On Wednesday, I introduced my co-teachers, and the kids, to Dr. Seuss. We have been talking about liking/not liking foods in fifth grade, so we did a readers theater of Green Eggs and Ham. When I asked at the beginning of class who had heard of Dr. Seuss, only one kid raised his hand. I asked where he had studied: Canada. It was a lot of fun and lesson actually went very well. Wednesday is also my favorite: International Day in the cafeteria. Today we had onion rings and tuna salad sandwiches. Win! Since yesterday was my 1-month anniversary of working at Shincheon Elementary, and today was my birthday, I brought in a cake from Emma Cake House for everyone in my office. So good. It was covered in shaved chocolate, and while it wasn't as sweet as a cake from home would have been, it had lots of whipped cream and was super tasty. We ate it with chopsticks, which was a totally new experience for me, haha. Also, we got to leave early. When I asked why, Sienna said that the rule is that everyone is supposed to get out early at least once a month to "enjoy nature." Whaaaaat? In reality, apparently we only actually get out early like 2-3 per quarter, but still, that is awesome.

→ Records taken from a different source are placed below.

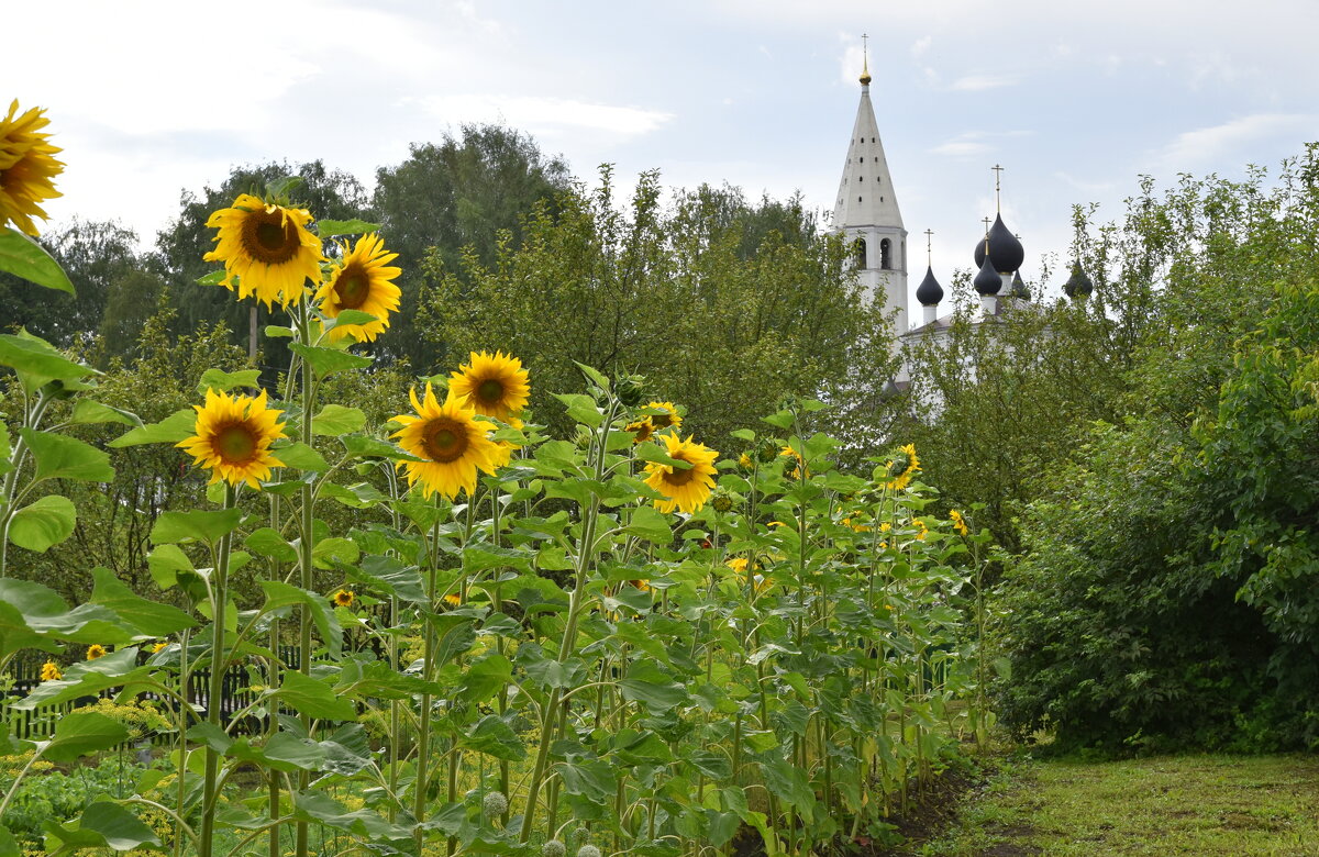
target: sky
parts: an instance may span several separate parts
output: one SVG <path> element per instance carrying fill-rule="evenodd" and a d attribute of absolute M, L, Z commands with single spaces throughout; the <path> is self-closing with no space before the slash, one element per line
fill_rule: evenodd
<path fill-rule="evenodd" d="M 528 132 L 587 182 L 658 169 L 827 218 L 863 33 L 911 290 L 926 229 L 944 285 L 971 268 L 995 165 L 1022 276 L 1050 295 L 1074 204 L 1119 219 L 1140 175 L 1275 171 L 1319 140 L 1319 0 L 51 0 L 4 18 L 0 96 L 45 107 L 67 163 L 53 223 L 117 220 L 144 245 L 233 166 L 321 158 L 369 189 L 464 123 Z"/>

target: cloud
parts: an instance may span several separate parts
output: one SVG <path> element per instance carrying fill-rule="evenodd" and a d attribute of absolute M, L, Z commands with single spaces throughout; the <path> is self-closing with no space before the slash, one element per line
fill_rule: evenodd
<path fill-rule="evenodd" d="M 1221 125 L 1182 132 L 1155 152 L 1153 160 L 1165 169 L 1191 170 L 1215 163 L 1261 140 L 1316 136 L 1319 116 L 1312 113 L 1254 113 Z"/>
<path fill-rule="evenodd" d="M 674 117 L 663 111 L 615 104 L 594 104 L 532 95 L 455 94 L 405 99 L 452 124 L 504 121 L 536 134 L 553 136 L 567 128 L 634 137 L 656 131 Z"/>
<path fill-rule="evenodd" d="M 954 158 L 969 158 L 976 154 L 984 154 L 985 152 L 992 152 L 993 146 L 984 142 L 975 142 L 971 140 L 950 140 L 948 142 L 940 144 L 930 149 L 930 154 L 946 154 Z"/>
<path fill-rule="evenodd" d="M 1016 86 L 1017 76 L 1012 74 L 968 74 L 958 78 L 948 90 L 952 92 L 981 92 L 984 90 L 997 90 L 1004 86 Z"/>

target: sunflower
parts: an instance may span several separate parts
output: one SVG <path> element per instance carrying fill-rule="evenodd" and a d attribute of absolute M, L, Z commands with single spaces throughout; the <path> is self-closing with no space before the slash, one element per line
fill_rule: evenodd
<path fill-rule="evenodd" d="M 357 239 L 352 252 L 348 252 L 347 244 L 339 247 L 343 249 L 343 261 L 335 262 L 317 293 L 321 311 L 330 318 L 339 318 L 344 310 L 361 310 L 379 320 L 334 327 L 330 330 L 330 340 L 339 341 L 351 336 L 359 343 L 375 341 L 389 327 L 389 314 L 398 310 L 402 293 L 390 280 L 404 272 L 389 266 L 389 262 L 398 258 L 398 253 L 386 252 L 385 243 L 375 233 Z"/>
<path fill-rule="evenodd" d="M 476 411 L 463 407 L 452 389 L 441 405 L 430 384 L 425 402 L 418 401 L 413 388 L 412 402 L 417 415 L 394 417 L 402 428 L 392 435 L 398 438 L 398 446 L 423 459 L 398 463 L 408 468 L 408 483 L 419 481 L 427 497 L 437 490 L 450 500 L 460 490 L 471 496 L 476 490 L 476 471 L 493 476 L 501 458 L 499 446 L 489 439 L 489 423 L 477 422 Z"/>
<path fill-rule="evenodd" d="M 669 458 L 687 461 L 691 467 L 682 469 L 671 464 L 652 461 L 646 464 L 646 485 L 650 485 L 667 500 L 656 500 L 660 512 L 673 512 L 675 508 L 691 514 L 706 505 L 715 487 L 715 459 L 719 452 L 703 443 L 692 443 L 678 435 L 663 435 Z"/>
<path fill-rule="evenodd" d="M 276 422 L 280 410 L 265 406 L 265 390 L 256 398 L 206 390 L 206 405 L 194 405 L 195 435 L 181 440 L 198 467 L 211 471 L 211 484 L 222 479 L 230 485 L 247 483 L 260 488 L 257 480 L 269 479 L 272 467 L 284 461 L 270 455 L 270 443 L 284 438 L 284 423 Z"/>
<path fill-rule="evenodd" d="M 645 443 L 656 432 L 656 425 L 649 417 L 642 417 L 637 422 L 629 422 L 628 431 L 632 432 L 632 443 Z"/>
<path fill-rule="evenodd" d="M 472 352 L 448 380 L 448 394 L 483 417 L 501 422 L 521 413 L 532 394 L 522 361 L 496 351 Z"/>
<path fill-rule="evenodd" d="M 255 294 L 266 309 L 302 302 L 303 283 L 321 282 L 321 239 L 307 231 L 311 214 L 305 208 L 266 204 L 251 194 L 240 194 L 232 208 L 220 208 L 206 222 L 216 247 L 203 258 L 224 262 L 222 285 L 233 291 L 237 277 L 239 299 Z"/>
<path fill-rule="evenodd" d="M 884 487 L 889 490 L 902 490 L 911 484 L 911 477 L 919 469 L 921 459 L 915 455 L 915 444 L 909 443 L 898 450 L 898 454 L 888 463 L 889 481 Z"/>
<path fill-rule="evenodd" d="M 63 195 L 50 181 L 65 165 L 51 157 L 61 149 L 50 145 L 50 134 L 41 131 L 50 124 L 44 112 L 33 107 L 18 116 L 15 99 L 9 115 L 0 120 L 0 227 L 12 223 L 33 236 L 37 227 L 32 219 L 46 219 L 38 203 Z"/>
<path fill-rule="evenodd" d="M 801 479 L 802 472 L 806 473 L 806 479 L 811 477 L 811 472 L 805 467 L 806 459 L 802 458 L 801 452 L 798 452 L 790 446 L 785 446 L 782 452 L 780 452 L 778 455 L 785 459 L 797 459 L 797 467 L 794 467 L 791 471 L 787 472 L 787 475 L 791 479 Z"/>
<path fill-rule="evenodd" d="M 653 411 L 650 422 L 657 430 L 682 427 L 682 414 L 678 413 L 678 406 L 673 402 L 649 402 L 646 410 Z"/>

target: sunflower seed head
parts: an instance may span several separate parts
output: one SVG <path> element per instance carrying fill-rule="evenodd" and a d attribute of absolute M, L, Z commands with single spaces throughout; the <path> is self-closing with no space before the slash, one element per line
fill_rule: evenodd
<path fill-rule="evenodd" d="M 485 817 L 497 819 L 508 812 L 508 798 L 497 791 L 487 792 L 481 798 L 481 810 L 485 811 Z"/>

I went home and watched some TV and generally vegetated until I received a text from Angie asking me if I wanted to go out for a birthday dinner. After a quick trip to Daiso (addictive) we hit up Sarang Gimbab, a restaurant right next to our building. They serve gimbab, which basically rice, various veggies, and other ingredients rolled up in seaweed, a lot like sushi. We got a roll of tuna gimbab and a meal that included a breaded pork fillet, udong soup, and some sort of filled rice ball. It was all really good and SUPER cheap, so we'll be going back there. I got my first birthday gifts (except for the package my mom sent me) from our landlord Liz (fruit, shampoo, and a really soft face towel) and Angie (Skin Food's Banana Yogurt Face Mask, which I am super excited to use). After dinner I came home and had some conversations about various illnesses in the hallway with Angie, Laura, Arianna (who is walking death! stay away!), Liz, and Korean Andrew from downstairs. Sang Ah was late to tutoring because her restaurant got really busy and she had to stay and help.
Today I woke up and spent the day at school as per usual. Except today each class started with a group of 4th grade Korean children singing me Happy Birthday. My coteachers got me a card and 30,000won of gift certificates that you can use at the bookstore, movies, wherever. They're awesome. A fourth grader also slipped me a note that said "Dear Magon Teacher. Happy birthday, Magon! I hope you can enjoy your holiday. Bye! From: Hannah" with a picture of a cake. So sweet. I am now the last person left in my office and I leave in a few minutes to head over to my after school program. Everyone is busy tonight, so I'll be headed home to eat some ramen and watch some American TV...alone. I am trying not to be bummed about it, but I am definitely missing my stateside friends right now. It just kind of sucks how things worked out.
Anyways, Happy Chuseok, everyone! Much love. Miss you guys like crazy.